La précarité

Visiblement, la campagne politique qui commence pour la présidence de la République ne nous offrira pas de rêve. On ne nous parle que d’effort, de flexibilité, de plus de travail pour autant voir moins de salaires et de moins d’aides sociales. 

En résumé, les Français seraient des feignants surprotégés qui vont devoir faire un effort pour que le pays s'en sorte!

Alors ces personnes qui prône la précarité flexibilité, je voulais leur expliquer ce que cela signifie vraiment d'être précaire. 

Car j'ai une confession à vous faire : je travaille dans la fonction publique. Encore un fonctionnaire privilégié? Et bien non. Je travaille depuis 2003, soit 13 ans, j’ai des feuilles de paie qui l’atteste, mais je suis précaire. CDD de la fonction publique.

Alors être précaire dans la fonction publique ça veut dire quoi ?

  • Ça veut dire que chaque année en décembre, vous guettez votre courrier en espérant votre contrat, car les évaluations se faisant en juin, comme celles des fonctionnaires personne ne vous dit jamais si vous serez renouvelé au pas. J’imagine que oui vu que nous avons les financements nécessaires pour me payer l’an prochain et que mon chef ne m’a pas semblé vouloir se séparer de moi, mais tant que je n’ai pas mon contrat signé entre les mains, j’ai toujours un fond de doute.
  • Être précaire c’est aussi avoir du mal à obtenir un crédit. Il nous a fallu faire appel à notre famille comme caution pour obtenir un crédit maison et leur emprunter directement de l’argent pour acheter une voiture. Quand vous avez 36 ans et que vous avez un emploi considéré par la grille de l’INSEE comme « profession intellectuel supérieur »…ça fait mal !
  • Être précaire c’est recevoir une lettre vous annonçant le non renouvellement de votre contrat une semaine après avoir envoyé votre déclaration de grossesse aux ressources humaines. « Vous pourrez demander à retrouver votre poste à l’issue de votre congés maternité » était-il écrit. J’ai donc perçu uniquement les indemnités sécurité sociale pour mon congé maternité et perdu 10% de mes revenus pendant 3 mois. Et en prime, mon avancement a été repoussé d’autant de mois que de congés maternité. (et tout cela est très légal ).
  • Etre précaire c’est attendre un CDI. CDI qui selon la loi Sauvadet de 2012 est obligatoire après 6 ans de contrat dans le même poste dans la même entreprise. Sauf que certains instituts de recherche font en sorte que les contrats ne soient jamais signés par le même employeur afin de ne jamais vous CDIser (oui le verbe est consacré chez nous). Dans mon administration, pas d'entourloupe de ce style, ils ont plutôt tendance à vous CDIser après 6 ans…sauf s’ils décident de ne plus renouveler votre contrat au bout de 6 ans comme cela est arrivé à un collègue l'an passé : il ne l'a appris qu'au 1er janvier quand il appeler les RH pour leur signaler qu'il n'avait pas reçu son contrat. Donc le CDI après 6 ans de contrat ne semble jamais acquis. Et puis quand, comme moi, vous avez eu une interruption dans vos contrats lié à vos congés maternité, votre CDI est repoussé. 
  • Etre précaire c’est se demander sans arrêt de quoi demain sera fait. Arriverons-nous à payer la maison ? Faudra-t-il la vendre un jour car je n’aurais pas été renouvelée ? Car en plus je suis mal payée. Etre en CDD dans la fonction publique équivaut à ne toucher que le salaire net de la grille indiciaire des fonctionnaires. Et dans la fonction publique, quand votre salaire ne comporte pas de primes, il est bien bas. 
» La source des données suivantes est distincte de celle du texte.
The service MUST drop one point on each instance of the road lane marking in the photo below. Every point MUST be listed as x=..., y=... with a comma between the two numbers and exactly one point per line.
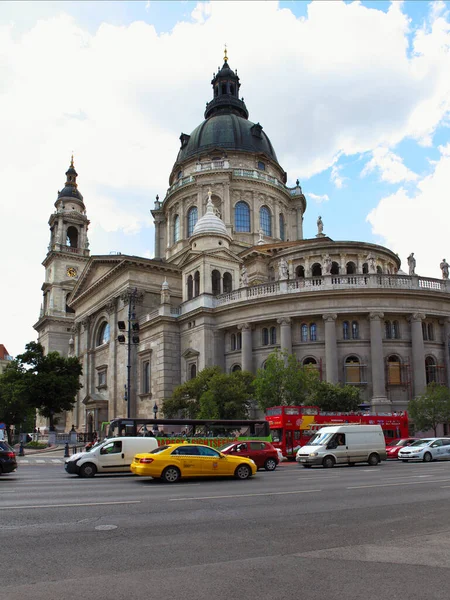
x=245, y=495
x=68, y=505
x=359, y=487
Donc Messieurs ; Mesdames les politiques, la prochaine fois que vous parlerez de flexibilité, pensez à ce que cela sous-tend derrière. On ne peut pas dire aux gens soyez flexibles ET en plus on vous réduira le chômage ET les remboursements de sécurité sociale.

Quand vous nous expliquez que les acquis des députés sont normaux parce qu’ils permettent que des gens qui ne sont pas rentiers deviennent députés, parce que députés c’est précaire, constamment sur un siège éjectable vu qu’il y a des élections tous les 5 ans. Pensez que cette précarité qui visiblement vous inquiète tellement que vous avez mis des gardes fous pour vous en prémunir, nous la vivons au quotidien, avec comme seul garde fou la possibilité éventuellement d’avoir des assurances chômages en cas de non renouvellement (avec 2 mois de délais pour toucher le 1er centime quand vous travaillez dans la public…surement qu’on est tellement bien payé qu’on peut vivre deux mois sans salaire!)

Oui Messieurs, mesdames les politiques, prôner la précarité quand on n'est pas précaire c'est un peu facile.